The Fellowship is a mostly self-governing expert body with a primary goal of representing humans who embody and contain the technical knowledge base of the Kusama and/or Polkadot networks and protocols. This is accomplished by associating a rank with members to categorize the degree to which the system expects their opinion to be well-informed, of a sound technical basis, and in line with the interests of Polkadot and/or Kusama.

Unlike the Technical Committee in Governance V1, the Fellowship is designed to be far broader in membership (i.e. to work well with even tens of thousands of members) and with far lower barriers to entry (both in terms of administrative process flow and expectations of expertise).

The mechanism by which the Fellowship votes is the same as what is used for Polkadot and Kusama stakeholder voting for a proposed referendum. Members of the Fellowship can vote on any given Fellowship proposal and the aggregated opinion of the members (weighted by their rank) constitutes the Fellowship's considered opinion.

Ranking System

To prevent a small group of participants from gaining effective control over the network, this system will adhere to three main principles:

  • The Fellowship must never have hard power over the network: it cannot change the parameters, conduct rescues or move assets. Their only power in governance is reducing the effective timeline on which a referendum takes place through whitelisting.
  • The Fellowship weights those with a higher rank more in the aggregate opinion. However, the weight should not be so high as to make a small number of higher members’ opinions be insurmountable compared to a coherent opinion from lower-ranked membership.
  • The Fellowship should be designed to grow and develop its membership, aggregate levels of expertise and ensure that its overall decision-making capacity strengthens over time.

To support these conditions, the Fellowship will have a constitution that outlines the requirements and expectations for individuals to attain and retain any given rank. Higher ranks can vote and promote lower ranks based on this constitution.

Demotion occurs automatically after a given period has elapsed, and the member is unable to defend their position to their peers.

Suspension can happen only through a referendum, which ensures that the Fellowship's bias alone does not necessarily result in expulsion.

To prevent the Fellowship from becoming a cabal (popularity with Fellowship peers alone should not be enough to gain access to a top rank), gaining access to the top tiers of the ranks will require a referendum.


In OpenGov, it allows the Fellowship to authorize a new origin (known as Whitelisted-Root) to be executed with Root-level privileges and will only work with specified commands that have been approved by the Fellowship.

The Whitelist pallet allows one Origin to escalate the privilege level of another Origin for a certain operation. The pallet verifies two things:

  • The origin is the Whitelisted-Root (i.e. that the referendum passed on this track)
  • The Fellowship has indeed whitelisted the proposal.

If both conditions are true, the operation executes with Root-level privileges.

This system enables the ability to have a new parallel Track (Whitelisted-Root Origin), whose parameters allow for a shorter voting turnaround.
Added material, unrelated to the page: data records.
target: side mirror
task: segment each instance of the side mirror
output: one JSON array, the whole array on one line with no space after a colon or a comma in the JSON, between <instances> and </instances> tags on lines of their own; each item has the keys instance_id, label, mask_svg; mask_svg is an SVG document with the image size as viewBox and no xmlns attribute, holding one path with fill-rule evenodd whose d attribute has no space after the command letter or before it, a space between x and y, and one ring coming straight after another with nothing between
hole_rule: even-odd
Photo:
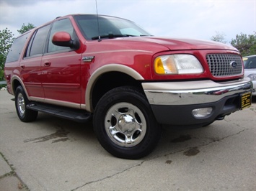
<instances>
[{"instance_id":1,"label":"side mirror","mask_svg":"<svg viewBox=\"0 0 256 191\"><path fill-rule=\"evenodd\" d=\"M68 32L57 32L53 34L52 42L53 45L61 47L68 47L74 49L79 48L78 40L72 40Z\"/></svg>"}]
</instances>

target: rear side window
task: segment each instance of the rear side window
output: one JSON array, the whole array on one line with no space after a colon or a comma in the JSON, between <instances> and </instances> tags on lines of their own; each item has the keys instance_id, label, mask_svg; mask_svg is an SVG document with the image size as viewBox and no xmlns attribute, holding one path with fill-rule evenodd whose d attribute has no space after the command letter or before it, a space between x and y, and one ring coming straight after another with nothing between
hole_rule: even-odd
<instances>
[{"instance_id":1,"label":"rear side window","mask_svg":"<svg viewBox=\"0 0 256 191\"><path fill-rule=\"evenodd\" d=\"M14 40L10 50L8 52L6 61L6 63L15 62L19 60L20 54L22 53L24 45L25 45L30 34L30 32L26 33L25 34L17 37Z\"/></svg>"},{"instance_id":2,"label":"rear side window","mask_svg":"<svg viewBox=\"0 0 256 191\"><path fill-rule=\"evenodd\" d=\"M50 24L38 29L33 34L27 50L26 57L43 55Z\"/></svg>"}]
</instances>

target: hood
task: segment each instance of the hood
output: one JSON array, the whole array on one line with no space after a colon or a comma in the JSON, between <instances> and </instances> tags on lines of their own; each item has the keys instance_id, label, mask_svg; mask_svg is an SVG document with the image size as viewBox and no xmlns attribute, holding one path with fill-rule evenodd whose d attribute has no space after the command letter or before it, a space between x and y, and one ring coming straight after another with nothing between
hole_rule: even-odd
<instances>
[{"instance_id":1,"label":"hood","mask_svg":"<svg viewBox=\"0 0 256 191\"><path fill-rule=\"evenodd\" d=\"M238 51L236 48L231 46L214 41L178 38L170 39L156 37L131 37L124 38L123 39L155 43L163 45L170 50L219 49Z\"/></svg>"}]
</instances>

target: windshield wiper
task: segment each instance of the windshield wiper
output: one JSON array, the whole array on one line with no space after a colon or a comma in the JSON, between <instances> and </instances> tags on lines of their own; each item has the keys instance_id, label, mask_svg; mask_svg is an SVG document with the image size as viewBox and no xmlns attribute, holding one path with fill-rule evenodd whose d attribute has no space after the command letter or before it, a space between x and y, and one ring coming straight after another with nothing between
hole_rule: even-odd
<instances>
[{"instance_id":1,"label":"windshield wiper","mask_svg":"<svg viewBox=\"0 0 256 191\"><path fill-rule=\"evenodd\" d=\"M100 37L101 39L105 39L105 38L113 39L113 38L128 37L138 37L138 36L133 35L133 34L109 34L107 35L102 35L102 36L100 36L100 37L99 36L94 37L92 37L92 39L98 39L99 37Z\"/></svg>"}]
</instances>

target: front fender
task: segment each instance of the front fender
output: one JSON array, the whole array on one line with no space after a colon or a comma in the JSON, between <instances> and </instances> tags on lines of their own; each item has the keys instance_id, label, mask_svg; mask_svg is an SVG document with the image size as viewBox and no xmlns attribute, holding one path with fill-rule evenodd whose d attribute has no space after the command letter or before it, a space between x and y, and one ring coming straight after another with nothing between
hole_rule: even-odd
<instances>
[{"instance_id":1,"label":"front fender","mask_svg":"<svg viewBox=\"0 0 256 191\"><path fill-rule=\"evenodd\" d=\"M97 82L97 79L102 75L109 72L120 72L127 74L137 80L144 80L144 78L137 71L126 65L119 64L109 64L103 65L97 69L94 73L91 75L85 92L85 109L89 112L93 111L92 103L92 90Z\"/></svg>"}]
</instances>

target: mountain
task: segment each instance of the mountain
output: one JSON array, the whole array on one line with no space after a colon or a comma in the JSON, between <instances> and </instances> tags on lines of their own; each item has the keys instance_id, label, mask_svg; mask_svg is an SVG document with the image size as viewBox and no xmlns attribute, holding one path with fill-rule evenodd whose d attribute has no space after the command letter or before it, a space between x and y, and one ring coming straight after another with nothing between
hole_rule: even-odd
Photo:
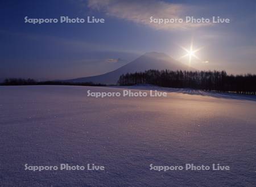
<instances>
[{"instance_id":1,"label":"mountain","mask_svg":"<svg viewBox=\"0 0 256 187\"><path fill-rule=\"evenodd\" d=\"M147 53L126 65L102 75L67 80L71 82L88 82L116 84L120 75L127 73L144 71L150 69L171 70L195 70L169 56L158 52Z\"/></svg>"}]
</instances>

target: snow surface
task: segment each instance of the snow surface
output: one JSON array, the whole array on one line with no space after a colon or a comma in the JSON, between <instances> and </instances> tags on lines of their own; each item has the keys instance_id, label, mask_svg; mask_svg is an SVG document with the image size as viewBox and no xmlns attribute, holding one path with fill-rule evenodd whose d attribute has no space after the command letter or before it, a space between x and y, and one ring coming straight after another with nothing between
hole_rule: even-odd
<instances>
[{"instance_id":1,"label":"snow surface","mask_svg":"<svg viewBox=\"0 0 256 187\"><path fill-rule=\"evenodd\" d=\"M0 87L0 186L256 185L255 96L160 88L167 97L86 96L125 88L151 88ZM106 170L32 172L26 163ZM151 163L231 169L164 172Z\"/></svg>"}]
</instances>

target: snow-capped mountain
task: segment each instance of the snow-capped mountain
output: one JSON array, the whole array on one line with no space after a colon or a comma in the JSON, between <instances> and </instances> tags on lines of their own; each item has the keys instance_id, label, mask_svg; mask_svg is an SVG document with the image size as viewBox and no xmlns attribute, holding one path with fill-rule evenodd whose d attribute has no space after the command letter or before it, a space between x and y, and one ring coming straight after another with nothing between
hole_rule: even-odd
<instances>
[{"instance_id":1,"label":"snow-capped mountain","mask_svg":"<svg viewBox=\"0 0 256 187\"><path fill-rule=\"evenodd\" d=\"M95 83L116 84L120 75L127 73L144 71L150 69L159 70L195 70L169 56L158 52L147 53L126 65L102 75L79 78L67 80L72 82L88 82Z\"/></svg>"}]
</instances>

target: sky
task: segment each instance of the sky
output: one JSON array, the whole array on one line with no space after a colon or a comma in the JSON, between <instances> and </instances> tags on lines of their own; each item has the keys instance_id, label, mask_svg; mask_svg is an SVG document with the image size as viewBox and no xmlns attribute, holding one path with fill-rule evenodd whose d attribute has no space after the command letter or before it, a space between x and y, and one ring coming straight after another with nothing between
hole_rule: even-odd
<instances>
[{"instance_id":1,"label":"sky","mask_svg":"<svg viewBox=\"0 0 256 187\"><path fill-rule=\"evenodd\" d=\"M256 73L255 1L1 1L0 79L65 79L114 70L145 53L196 69ZM25 23L94 16L104 23ZM183 19L158 24L150 18ZM185 23L220 16L230 23ZM191 43L194 53L189 61ZM182 58L183 56L186 56Z\"/></svg>"}]
</instances>

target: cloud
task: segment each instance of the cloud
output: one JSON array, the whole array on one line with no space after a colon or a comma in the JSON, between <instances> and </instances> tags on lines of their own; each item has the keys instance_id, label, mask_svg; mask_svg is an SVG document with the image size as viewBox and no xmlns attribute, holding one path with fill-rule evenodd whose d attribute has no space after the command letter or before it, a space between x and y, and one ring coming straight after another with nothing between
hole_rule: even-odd
<instances>
[{"instance_id":1,"label":"cloud","mask_svg":"<svg viewBox=\"0 0 256 187\"><path fill-rule=\"evenodd\" d=\"M125 60L122 60L120 58L108 58L106 61L107 62L110 63L117 63L117 62L125 62L126 61Z\"/></svg>"},{"instance_id":2,"label":"cloud","mask_svg":"<svg viewBox=\"0 0 256 187\"><path fill-rule=\"evenodd\" d=\"M186 12L189 12L191 15L192 12L196 12L197 7L171 3L162 1L88 0L88 7L91 10L103 12L108 16L142 24L157 29L185 29L211 24L186 23ZM158 19L182 18L183 22L159 24L154 22L150 23L151 16Z\"/></svg>"}]
</instances>

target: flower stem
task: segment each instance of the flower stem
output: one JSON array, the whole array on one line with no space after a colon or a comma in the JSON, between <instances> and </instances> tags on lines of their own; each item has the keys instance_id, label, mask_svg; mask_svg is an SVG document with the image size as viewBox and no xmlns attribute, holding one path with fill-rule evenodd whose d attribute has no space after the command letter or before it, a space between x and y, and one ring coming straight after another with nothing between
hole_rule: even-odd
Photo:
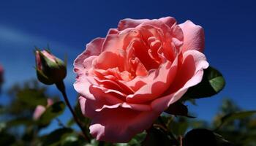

Through an open and transparent process, a body of global experts on the Kusama protocol have determined that the action is both safe and time-critical.

Becoming a Fellowship Member

Currently, the only way to become a fellowship member is through an existing member who submits a fellowshipCollective.addMember extrinsic. See more information on this Kusama SubSquare discussion, which points to these guidelines.

Future plans include that public members can apply to become a Fellowship candidate by placing a small deposit (which will be returned once they become members). Their candidacy will go through a referendum to be approved to become a member.